Distributed Deep Joint Source-Channel Coding with Decoder-Only Side Information

TL;DR

A novel neural network architecture is proposed that incorporates the decoder-only side information at multiple stages at the receiver side, yielding improved performance at all channel conditions in terms of the various quality measures considered here, especially at low channel signal-to-noise ratios (SNRs) and small bandwidth ratios (BRs).

Abstract

We consider low-latency image transmission over a noisy wireless channel when correlated side information is present only at the receiver side (the Wyner-Ziv scenario).
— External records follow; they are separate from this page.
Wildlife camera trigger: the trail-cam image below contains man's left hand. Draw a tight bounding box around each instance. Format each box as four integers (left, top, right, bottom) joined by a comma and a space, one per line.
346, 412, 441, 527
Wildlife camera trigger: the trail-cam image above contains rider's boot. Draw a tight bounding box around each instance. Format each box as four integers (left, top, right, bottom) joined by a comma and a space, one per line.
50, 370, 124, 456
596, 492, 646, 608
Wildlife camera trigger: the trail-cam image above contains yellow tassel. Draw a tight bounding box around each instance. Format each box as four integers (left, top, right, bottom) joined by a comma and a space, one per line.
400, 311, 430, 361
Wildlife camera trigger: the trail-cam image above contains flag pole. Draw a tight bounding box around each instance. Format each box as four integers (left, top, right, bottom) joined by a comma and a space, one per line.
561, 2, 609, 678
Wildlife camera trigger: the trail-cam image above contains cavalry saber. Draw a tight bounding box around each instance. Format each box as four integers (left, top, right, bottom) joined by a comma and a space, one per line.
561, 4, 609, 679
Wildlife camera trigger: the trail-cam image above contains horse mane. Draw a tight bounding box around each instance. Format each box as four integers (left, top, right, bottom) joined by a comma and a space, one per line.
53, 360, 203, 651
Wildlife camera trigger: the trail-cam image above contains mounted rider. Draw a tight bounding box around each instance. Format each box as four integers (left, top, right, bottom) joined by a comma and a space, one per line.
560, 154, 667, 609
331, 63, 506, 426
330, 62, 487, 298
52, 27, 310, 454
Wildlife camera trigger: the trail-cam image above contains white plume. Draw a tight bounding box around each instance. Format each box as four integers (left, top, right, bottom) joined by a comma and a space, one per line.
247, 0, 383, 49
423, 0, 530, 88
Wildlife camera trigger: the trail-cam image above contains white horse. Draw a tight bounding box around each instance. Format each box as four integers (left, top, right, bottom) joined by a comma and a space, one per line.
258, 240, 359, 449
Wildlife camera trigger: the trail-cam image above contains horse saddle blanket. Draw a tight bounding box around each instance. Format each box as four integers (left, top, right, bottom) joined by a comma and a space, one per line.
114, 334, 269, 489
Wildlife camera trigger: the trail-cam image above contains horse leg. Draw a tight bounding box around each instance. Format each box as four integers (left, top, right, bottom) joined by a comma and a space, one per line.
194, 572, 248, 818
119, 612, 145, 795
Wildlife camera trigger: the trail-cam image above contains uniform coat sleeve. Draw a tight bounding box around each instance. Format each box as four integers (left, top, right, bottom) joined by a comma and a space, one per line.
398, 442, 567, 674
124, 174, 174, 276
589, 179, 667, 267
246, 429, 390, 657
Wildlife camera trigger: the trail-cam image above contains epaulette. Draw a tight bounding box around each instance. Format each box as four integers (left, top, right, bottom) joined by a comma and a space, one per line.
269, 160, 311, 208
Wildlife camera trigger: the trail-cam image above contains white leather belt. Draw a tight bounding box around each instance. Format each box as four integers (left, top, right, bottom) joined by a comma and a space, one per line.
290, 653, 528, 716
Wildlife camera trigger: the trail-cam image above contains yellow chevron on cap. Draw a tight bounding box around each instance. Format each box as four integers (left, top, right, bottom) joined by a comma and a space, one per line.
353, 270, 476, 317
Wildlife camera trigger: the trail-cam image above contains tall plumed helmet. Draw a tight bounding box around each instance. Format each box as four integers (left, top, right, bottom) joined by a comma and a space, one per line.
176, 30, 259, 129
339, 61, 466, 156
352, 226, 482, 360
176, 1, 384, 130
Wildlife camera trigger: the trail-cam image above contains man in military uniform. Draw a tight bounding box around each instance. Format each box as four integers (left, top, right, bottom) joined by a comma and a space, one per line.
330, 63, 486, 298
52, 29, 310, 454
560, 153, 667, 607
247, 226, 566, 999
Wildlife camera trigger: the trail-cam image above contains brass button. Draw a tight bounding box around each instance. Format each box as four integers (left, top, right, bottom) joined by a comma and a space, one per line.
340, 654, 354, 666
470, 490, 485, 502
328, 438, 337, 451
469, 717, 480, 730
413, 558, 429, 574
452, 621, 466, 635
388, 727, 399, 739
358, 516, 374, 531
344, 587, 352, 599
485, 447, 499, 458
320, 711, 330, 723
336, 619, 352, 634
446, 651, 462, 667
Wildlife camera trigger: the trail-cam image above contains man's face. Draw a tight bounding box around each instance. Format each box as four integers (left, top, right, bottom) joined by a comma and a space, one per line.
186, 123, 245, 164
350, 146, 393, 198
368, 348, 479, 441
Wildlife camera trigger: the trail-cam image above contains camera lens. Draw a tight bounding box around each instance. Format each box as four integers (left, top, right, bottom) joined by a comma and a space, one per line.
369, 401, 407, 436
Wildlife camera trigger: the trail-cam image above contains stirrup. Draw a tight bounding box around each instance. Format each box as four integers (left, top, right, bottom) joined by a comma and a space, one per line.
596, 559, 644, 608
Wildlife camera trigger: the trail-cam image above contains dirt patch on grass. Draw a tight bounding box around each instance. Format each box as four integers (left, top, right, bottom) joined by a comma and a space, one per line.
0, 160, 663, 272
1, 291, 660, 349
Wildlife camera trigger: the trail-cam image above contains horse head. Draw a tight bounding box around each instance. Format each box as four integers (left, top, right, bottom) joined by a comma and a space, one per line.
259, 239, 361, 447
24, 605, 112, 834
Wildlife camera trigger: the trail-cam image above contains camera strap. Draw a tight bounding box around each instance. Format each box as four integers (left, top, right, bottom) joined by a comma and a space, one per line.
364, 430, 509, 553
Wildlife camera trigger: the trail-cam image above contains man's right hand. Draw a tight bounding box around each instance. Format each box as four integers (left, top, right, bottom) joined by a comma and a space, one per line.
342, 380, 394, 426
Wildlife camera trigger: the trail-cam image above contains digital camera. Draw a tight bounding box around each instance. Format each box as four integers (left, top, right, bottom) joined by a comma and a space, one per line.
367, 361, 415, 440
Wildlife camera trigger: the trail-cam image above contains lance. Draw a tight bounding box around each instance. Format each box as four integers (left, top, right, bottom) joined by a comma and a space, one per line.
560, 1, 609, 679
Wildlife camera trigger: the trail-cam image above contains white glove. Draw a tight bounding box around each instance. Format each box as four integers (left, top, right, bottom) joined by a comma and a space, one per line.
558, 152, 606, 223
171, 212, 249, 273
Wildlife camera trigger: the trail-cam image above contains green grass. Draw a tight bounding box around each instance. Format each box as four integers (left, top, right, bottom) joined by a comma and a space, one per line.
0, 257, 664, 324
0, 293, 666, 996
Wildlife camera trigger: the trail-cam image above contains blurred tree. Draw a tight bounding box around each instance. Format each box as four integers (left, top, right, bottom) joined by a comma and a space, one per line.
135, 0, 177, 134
In particular, we are interested in developing practical schemes using a data-driven joint source-channel coding (JSCC) approach, which has been previously shown to outperform conventional separation-based approaches in the practical finite blocklength regimes, and to provide graceful degradation with channel quality. We propose a novel neural network architecture that incorporates the decoder-only side information at multiple stages at the receiver side. Our results demonstrate that the proposed method succeeds in integrating the side information, yielding improved performance at all channel conditions in terms of the various quality measures considered here, especially at low channel signal-to-noise ratios (SNRs) and small bandwidth ratios (BRs). We have made the source code of the proposed method public to enable further research, and the reproducibility of the results.

Figures (4)

• Figure 1: Separation-based (top) vs. JSCC-based (bottom) communication schemes, having decoder-only side information.
• Figure 2: Encoder architecture of our method (top), which is used to encode both the input image $\mathbf{x}$ at the transmitter and the side information image $\mathbf{x}_\mathrm{side}$ at the receiver side. Red arrows indicate the flow of the encoded side information. $\mathbf{s}_1$, $\mathbf{s}_2$, $\mathbf{s}_3$ and $\mathbf{s}_4$ denote the encoded side information at different scales, which are to be used at the receiver side. Decoder architecture of our method (bottom), which is used to reconstruct the input image from the noisy channel output $\mathbf{y}$ and the side information $\mathbf{x}_\mathrm{side}$.
• Figure 3: Visual comparison of reconstructed images from KITTIStereo (top) and Cityscape (bottom) datasets, having value of $\rho={1/32}$ and $\mathrm{SNR}_{\mathrm{test}}=-4$ dB.
• Figure 4: Comparison of the introduced DeepJSCC-WZ method with the baselines on the KITTIStereo and Cityscape datasets for $\rho \in \{1/16; 1/32\}$.